# Çështja kombëtare > Historia shqiptare >  Albanese ne Italisht

## onchesmos

Shpjegimi i fjales Albanese ne fjalorin: 

Dizionario Della Lingua Italiana te vitit 1865.

ALBANESE. S. m. (mil.) Soldato di cavalleria leggiera, nativo dell'Albania; lo stesso che stradiotto. In processo di tempo ebbero pur questo nome certi cavalleggieri italiani. Franc. Albanais. Davil. ( cit. dal grassi). (Gh.) aveva spinto il capitano con gli albanesi a prendere il posto di cutras. segner. ( cit. c.s.) Conduceva seco ( il Francese) due compagnie d'albanesi. Bentiv. (cit. c.s.) Era stato necessario al principe di ritenere sotto titolo di sua guardia alcune poche compagnie di cavalli italiani chiamati Albanesi.

2. Parlandosi della fantiera turca, per Albanese s'intendeva un soldato scelto, tratto dall'Albania, chiamato pure Arnauta, e guardia per lo piu dei Pascia.

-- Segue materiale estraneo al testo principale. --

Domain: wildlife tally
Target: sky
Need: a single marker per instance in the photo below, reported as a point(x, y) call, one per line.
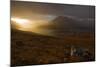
point(43, 13)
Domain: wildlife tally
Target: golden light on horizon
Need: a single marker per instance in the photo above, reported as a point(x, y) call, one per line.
point(20, 21)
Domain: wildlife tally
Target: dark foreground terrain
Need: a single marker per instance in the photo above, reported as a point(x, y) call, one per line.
point(34, 49)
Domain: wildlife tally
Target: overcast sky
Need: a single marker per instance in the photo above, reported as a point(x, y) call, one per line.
point(33, 8)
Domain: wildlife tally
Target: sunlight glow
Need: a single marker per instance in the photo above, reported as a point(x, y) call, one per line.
point(20, 21)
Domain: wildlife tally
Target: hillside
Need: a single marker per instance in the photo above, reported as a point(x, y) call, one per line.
point(31, 49)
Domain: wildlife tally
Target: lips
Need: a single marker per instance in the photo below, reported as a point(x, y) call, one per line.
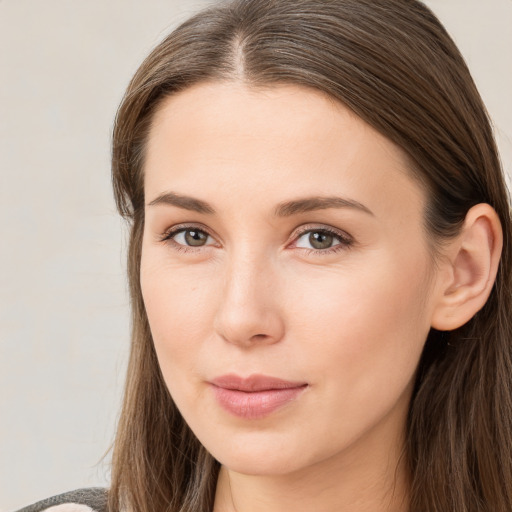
point(256, 396)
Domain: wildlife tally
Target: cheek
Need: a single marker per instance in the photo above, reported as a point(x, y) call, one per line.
point(366, 331)
point(179, 305)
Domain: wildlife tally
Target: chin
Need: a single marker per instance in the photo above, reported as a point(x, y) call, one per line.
point(260, 457)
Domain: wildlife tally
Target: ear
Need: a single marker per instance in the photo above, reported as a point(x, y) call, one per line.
point(471, 265)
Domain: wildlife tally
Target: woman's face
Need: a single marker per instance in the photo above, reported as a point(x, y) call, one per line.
point(286, 275)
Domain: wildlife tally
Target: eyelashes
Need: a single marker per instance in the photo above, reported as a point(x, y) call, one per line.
point(309, 239)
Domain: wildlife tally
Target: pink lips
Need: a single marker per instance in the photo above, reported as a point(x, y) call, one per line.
point(255, 396)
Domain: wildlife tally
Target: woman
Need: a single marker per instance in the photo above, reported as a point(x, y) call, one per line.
point(319, 264)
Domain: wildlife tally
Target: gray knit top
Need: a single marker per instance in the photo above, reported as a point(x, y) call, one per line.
point(81, 500)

Soldati di questo nome e del detto paese militavano un tempo agli stipendi della Republica di Venezia e del Regno di Napoli. Franc.  Albanais Arnaute. Montecucc. ( cit. dal Grassi). (Gh.) Dal lato de' Turchi in particolare, dove pero non gia la milizia imbelle, ausiliaria e fugace, ma la propia e piu agguerrita e feroce, quei Giannizzeri, quelli Albanesi, spahi ecc.

5. Abanese, messere. Moto che si dice dopo una domanda a qui non vuolsi rispondere: per es. Che dite? ci sara guerra? Albanese, messere. ( Fanf.) Varch. Ercol. 1. 171. (Gh.) Quando alcuno, domandato d'una cosa, non rispondere a proposito, si suol dire: Albanese, messere; o lo sto co'Frati; o Tagliaroasi di maggio; o Amore ha nome l'oste. [T.] Forse, come dire: io non so d'italiano.

ARNAUTO. [T.] S. m.  Arnauti, la milizia segnatam. albanese, della qualle i Turchi si servono a riscuotere le imposte, odiosa pero a'Christiani. Arnauti Toschi, da una delle schiatte albanesi. [T.] Come Agg. Milizia arnauta.

----------